Well, it's unless something changes dramatically mindset, unless the public gets aroused and comes out of its stupor, I'm afraid that the mainstream media and the establishment commentariat and the Democratic politicians are going to keep the country more or less in quasi-shutdown mode for months and months and months.
And if that happens, we're going to have a collapse of GDP in an economy that was already ultra-fragile as a result of all this debt we talk about-74 trillion public and private on the U.S. economy and all the malinvestment and distortion and speculation that has occurred as a result of these bad monetary policies for several decades.
So, what I'm saying is it's bad enough if this would have happened, let's say, in 1970 or 1990, it would have sent the economy into a tailspin.
But this economy is totally, you know, it's as if, if I can use a medical term, the immune system of this economy has been totally destroyed by the Fed.
It's a hand-to-mouth economy.
It's a debt speculation-ridden economy.
And when you have this kind of disruption to paychecks and to cash flow, and then we can even get into the government, it's crazy what they're doing.
And since we're talking about it, Ron, I've got to get this thing, I've got to throw this number out.
You know, the current estimate now for the deficit this year, fiscal 2020, is 3.8 trillion.
That's 19% of GDP.
It's off the charts.
No one ever even imagined something that crazy.
It's nearly where the deficit was during the dark days of World War II, when the economy was totally mobilized for military production and people didn't have anything to spend their money on anyway, except buy government bonds.
Okay, that's where we are.
This is really scary stuff.
And that means by the end of the year, we're going to have multiple economic, financial, fiscal crises like we've never imagined before.
Okay, I'm looking for a tidbit of positiveness going on.
Today, we talked a little bit on a program earlier on about some of the resistance that has built.
You know, people are finally waking up.
Can you give us, do you think that's a little bit of a sign of things opening up and the people are getting sick and tired of it?
I think that even if that is the case, I do understand exactly what you said.
Nothing changes overnight, and there's a lot of debt and malinvestment to deal with.

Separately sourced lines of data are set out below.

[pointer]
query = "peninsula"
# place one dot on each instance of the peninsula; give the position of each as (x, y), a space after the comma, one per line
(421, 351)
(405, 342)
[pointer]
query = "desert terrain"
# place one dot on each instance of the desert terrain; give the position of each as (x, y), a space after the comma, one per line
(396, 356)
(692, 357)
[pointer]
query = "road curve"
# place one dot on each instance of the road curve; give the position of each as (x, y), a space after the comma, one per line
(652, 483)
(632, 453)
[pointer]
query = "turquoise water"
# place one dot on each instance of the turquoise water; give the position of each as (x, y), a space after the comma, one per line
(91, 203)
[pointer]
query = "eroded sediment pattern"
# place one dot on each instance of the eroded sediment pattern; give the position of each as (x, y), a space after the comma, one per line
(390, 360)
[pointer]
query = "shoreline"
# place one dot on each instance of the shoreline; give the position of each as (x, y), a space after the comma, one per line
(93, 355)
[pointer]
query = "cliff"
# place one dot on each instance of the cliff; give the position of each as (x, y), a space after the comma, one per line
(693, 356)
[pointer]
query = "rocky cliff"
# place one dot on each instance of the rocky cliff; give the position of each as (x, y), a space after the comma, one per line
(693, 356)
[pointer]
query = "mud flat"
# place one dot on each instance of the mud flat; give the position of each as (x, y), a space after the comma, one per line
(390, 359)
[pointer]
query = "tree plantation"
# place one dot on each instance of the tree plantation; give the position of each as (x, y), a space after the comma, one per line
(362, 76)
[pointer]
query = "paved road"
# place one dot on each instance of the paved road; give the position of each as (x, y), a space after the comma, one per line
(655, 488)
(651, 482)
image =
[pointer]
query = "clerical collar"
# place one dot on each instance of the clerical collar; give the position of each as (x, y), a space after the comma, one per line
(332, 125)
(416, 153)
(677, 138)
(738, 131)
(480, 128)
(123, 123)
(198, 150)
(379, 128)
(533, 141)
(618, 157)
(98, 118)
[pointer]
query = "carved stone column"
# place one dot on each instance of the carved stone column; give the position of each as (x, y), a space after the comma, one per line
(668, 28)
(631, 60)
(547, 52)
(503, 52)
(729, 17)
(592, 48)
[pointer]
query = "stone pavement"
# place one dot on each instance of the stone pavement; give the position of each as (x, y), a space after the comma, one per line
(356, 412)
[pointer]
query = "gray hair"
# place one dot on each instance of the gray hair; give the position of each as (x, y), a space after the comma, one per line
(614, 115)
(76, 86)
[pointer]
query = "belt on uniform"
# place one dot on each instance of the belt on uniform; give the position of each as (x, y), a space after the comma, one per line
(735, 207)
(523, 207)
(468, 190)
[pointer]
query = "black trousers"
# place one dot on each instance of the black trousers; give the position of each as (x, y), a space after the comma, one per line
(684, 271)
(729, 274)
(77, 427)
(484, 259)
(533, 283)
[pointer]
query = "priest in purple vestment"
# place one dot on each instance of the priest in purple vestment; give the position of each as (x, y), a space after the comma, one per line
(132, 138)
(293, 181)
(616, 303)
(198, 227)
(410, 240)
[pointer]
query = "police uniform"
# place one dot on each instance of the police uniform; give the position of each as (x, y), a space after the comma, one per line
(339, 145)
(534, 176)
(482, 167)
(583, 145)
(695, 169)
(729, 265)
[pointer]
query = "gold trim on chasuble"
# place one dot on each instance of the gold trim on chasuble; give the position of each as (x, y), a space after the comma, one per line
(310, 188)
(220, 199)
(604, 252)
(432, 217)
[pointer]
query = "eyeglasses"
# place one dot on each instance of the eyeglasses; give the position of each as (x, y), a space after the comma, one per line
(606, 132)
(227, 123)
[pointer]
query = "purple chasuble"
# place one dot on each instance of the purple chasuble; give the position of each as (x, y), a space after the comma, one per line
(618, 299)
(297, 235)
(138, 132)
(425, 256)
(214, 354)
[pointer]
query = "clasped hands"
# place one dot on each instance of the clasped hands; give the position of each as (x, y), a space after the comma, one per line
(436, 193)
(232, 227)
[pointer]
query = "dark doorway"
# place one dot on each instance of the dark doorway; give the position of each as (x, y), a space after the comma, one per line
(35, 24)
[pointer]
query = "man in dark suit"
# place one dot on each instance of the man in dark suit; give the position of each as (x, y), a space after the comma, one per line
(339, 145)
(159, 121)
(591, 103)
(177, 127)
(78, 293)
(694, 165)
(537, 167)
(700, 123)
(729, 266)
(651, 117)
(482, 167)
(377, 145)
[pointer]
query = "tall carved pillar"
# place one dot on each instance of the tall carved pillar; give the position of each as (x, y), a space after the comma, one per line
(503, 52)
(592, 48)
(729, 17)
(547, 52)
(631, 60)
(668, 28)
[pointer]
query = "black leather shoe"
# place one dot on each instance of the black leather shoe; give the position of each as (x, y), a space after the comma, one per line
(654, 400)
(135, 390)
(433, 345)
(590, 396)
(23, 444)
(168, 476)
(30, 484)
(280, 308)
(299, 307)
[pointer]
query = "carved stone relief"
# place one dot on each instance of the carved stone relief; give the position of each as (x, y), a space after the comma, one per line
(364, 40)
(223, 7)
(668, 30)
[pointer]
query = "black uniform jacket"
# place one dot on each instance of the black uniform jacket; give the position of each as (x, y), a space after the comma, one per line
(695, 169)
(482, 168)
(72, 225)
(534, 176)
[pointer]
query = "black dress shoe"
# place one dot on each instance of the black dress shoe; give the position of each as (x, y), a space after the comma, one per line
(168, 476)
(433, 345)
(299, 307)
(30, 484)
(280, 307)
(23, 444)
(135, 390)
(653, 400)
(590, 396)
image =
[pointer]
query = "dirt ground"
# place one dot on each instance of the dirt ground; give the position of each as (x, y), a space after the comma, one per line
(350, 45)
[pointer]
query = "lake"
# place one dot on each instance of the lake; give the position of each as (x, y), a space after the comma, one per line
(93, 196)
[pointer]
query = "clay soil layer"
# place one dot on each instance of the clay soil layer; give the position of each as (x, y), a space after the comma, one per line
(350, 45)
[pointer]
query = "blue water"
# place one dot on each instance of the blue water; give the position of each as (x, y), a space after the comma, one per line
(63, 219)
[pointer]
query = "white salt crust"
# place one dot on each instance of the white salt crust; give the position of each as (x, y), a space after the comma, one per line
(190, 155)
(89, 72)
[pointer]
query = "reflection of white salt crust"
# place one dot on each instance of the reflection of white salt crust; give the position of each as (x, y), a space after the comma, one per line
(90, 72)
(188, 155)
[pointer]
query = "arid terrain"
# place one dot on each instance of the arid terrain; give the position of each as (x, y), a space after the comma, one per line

We're hoping that the people are waking up to some degree from our viewpoint.
Yes, that's a good point.
And I certainly, you see signs of it.
Yesterday in Michigan, there were protesters outside the state capitol.
And of course, last night, CNN had the governor on saying that these people are bioterrorists.
You know, I mean, you know, that's about as crazy.
They're exercising their constitutional rights.
And suddenly they become bioterrorists.
But I don't think that's the end of it.
I think it's just the beginning when people realize, you know, because all this information that we've been sharing here today, it's not secret.
You know, it's not something that I've got, you know, in a safe here where I am in Connecticut.
This stuff is going to get out and people are going to realize that we've shut down the entire society, locked down the economy for no good reason.
And once this information starts to filter out and we all have to work on getting it out to the public, I think there's going to be a real uprising.
Okay, David, we're going to finish up here, but Daniel has a short question or statement.
No, I just wanted to offer a little bit of optimism.
I was talking to Lou Rockwell on the phone yesterday, and he said he was reading that the LA Times ad revenue has gone down to zero.
So there might be a silver lining.
Hopefully the other papers having the same experience.
Okay, very good.
David, I want to thank you again for being with us today.
It's been great.
And we're going to do our job in spreading the message.
And I think you do a great job in doing the same thing.
So thank you very much for being with us.
Great to be with you.
Well, very good.
And I want to thank our viewers today for tuning in.